In the previous article we looked at the importance of determining your corporate values. I hope you found the Values Statement helpful to you in determining the Core Values of your organization. This is the first, critical step in formulating a vision that your team will buy into and work towards, as your vision should reflect the values your organization holds dear.

We live and work in very unsettling times, and it is important for leaders and employees alike to have a vision for the following reasons:

Having a vision helps us prioritize our days at work.

We all have such full plates today that it is difficult to know what to do first. However, when you have a vision of what you want to achieve, and you can "taste" what it would be like to achieve it, you gravitate to those activities and projects that will lead you closer to your vision. You get that "quirk" in your heart when you have done something that directly relates to what you are trying to accomplish. You also get that feeling in the pit of your stomach when you are working on something that you know will not lead you where you need to go. The vision you hold becomes the compass that keeps you on track. Many business leaders have told me that a worthy goal or vision is the "fire in the belly" that keeps them going.
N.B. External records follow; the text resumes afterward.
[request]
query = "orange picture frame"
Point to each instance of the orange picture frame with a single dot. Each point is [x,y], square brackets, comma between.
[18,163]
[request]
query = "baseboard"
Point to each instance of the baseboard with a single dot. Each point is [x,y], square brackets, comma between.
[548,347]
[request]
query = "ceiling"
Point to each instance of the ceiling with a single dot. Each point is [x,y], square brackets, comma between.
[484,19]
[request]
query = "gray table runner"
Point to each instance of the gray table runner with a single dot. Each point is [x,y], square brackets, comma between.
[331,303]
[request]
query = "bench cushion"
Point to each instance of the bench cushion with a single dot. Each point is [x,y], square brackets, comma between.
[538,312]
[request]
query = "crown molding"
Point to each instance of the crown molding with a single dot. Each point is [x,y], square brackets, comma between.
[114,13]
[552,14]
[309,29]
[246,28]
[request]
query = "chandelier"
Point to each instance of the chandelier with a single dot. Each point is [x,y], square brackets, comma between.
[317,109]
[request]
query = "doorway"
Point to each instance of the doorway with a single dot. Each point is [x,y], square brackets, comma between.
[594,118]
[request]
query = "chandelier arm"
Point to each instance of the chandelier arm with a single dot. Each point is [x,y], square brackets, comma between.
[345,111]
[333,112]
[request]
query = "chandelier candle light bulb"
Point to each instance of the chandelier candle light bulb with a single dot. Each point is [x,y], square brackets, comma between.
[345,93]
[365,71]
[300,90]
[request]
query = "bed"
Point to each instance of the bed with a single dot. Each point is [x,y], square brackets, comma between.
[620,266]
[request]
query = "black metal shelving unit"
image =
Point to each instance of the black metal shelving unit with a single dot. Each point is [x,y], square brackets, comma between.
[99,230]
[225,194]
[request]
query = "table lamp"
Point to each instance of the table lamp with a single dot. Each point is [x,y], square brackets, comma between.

The most successful visionaries have the ability to look into the future and see the possibilities, and at the same time, maintain a focus on what needs to be done in the present.

Having a vision helps us become failure-resistant.

From the moment I decided to become a professional speaker, I could not walk into a room without visualizing myself in front of an audience speaking and having an impact on the lives of the people in my audience. It could be any room in a hotel, in an office building, in any type of auditorium there I was, speaking to the crowd. I had no idea at the time what I would say or who my audience would be, but I was there on that stage speaking my heart out! This is now my 21st year of speaking professionally and I have held on to that vision through good years and difficult ones in my career. I may make mistakes and I may not always live up to my high expectations of myself, but I am not a failure. I cannot allow a vision of failure and a vision of myself in my life at the same time. As long as I stay true to my vision and work towards it, I will be failure-resistant. A strong, clear, values-driven vision will do the same for you and your organization as well. You and your team will view barriers as challenges rather than obstacles as you navigate your way towards your vision.

Having a vision gives us a common bond and purpose to strive for.

One of the most important facets of a vision is the power it has to unify people to strive towards a common goal. When a corporate vision becomes more important than an individual's personal agenda, you rise above the "turf" issues and power struggles that can happen at work. Especially during times of organizational change, it is crucial that everyone has a shared vision of what the company seeks to accomplish, and what his/her part is in it.

Having a vision gives purpose and meaning to life.

A vision is the structure that gives life its meaning and purpose. A vision gives us a reason to stretch ourselves, get out of our comfort zones, and try something new. For many people a vision represents the vehicle to move us forward when we are in either of the following situations:

  1. our present situation is so intolerable that we will risk the fear of the unknown to leave the situation and move towards a vision we hold of something better; or

  2. there is something we want to be, do, or have so badly we will do what it takes to make the necessary changes to achieve our vision. We learn to look at change as a friend, not as an enemy. A vision allows us a view of what we can aspire to if we are willing to do the work to make it happen.

"Never believe that a few caring people can't change the world. For, indeed, that's all who ever have."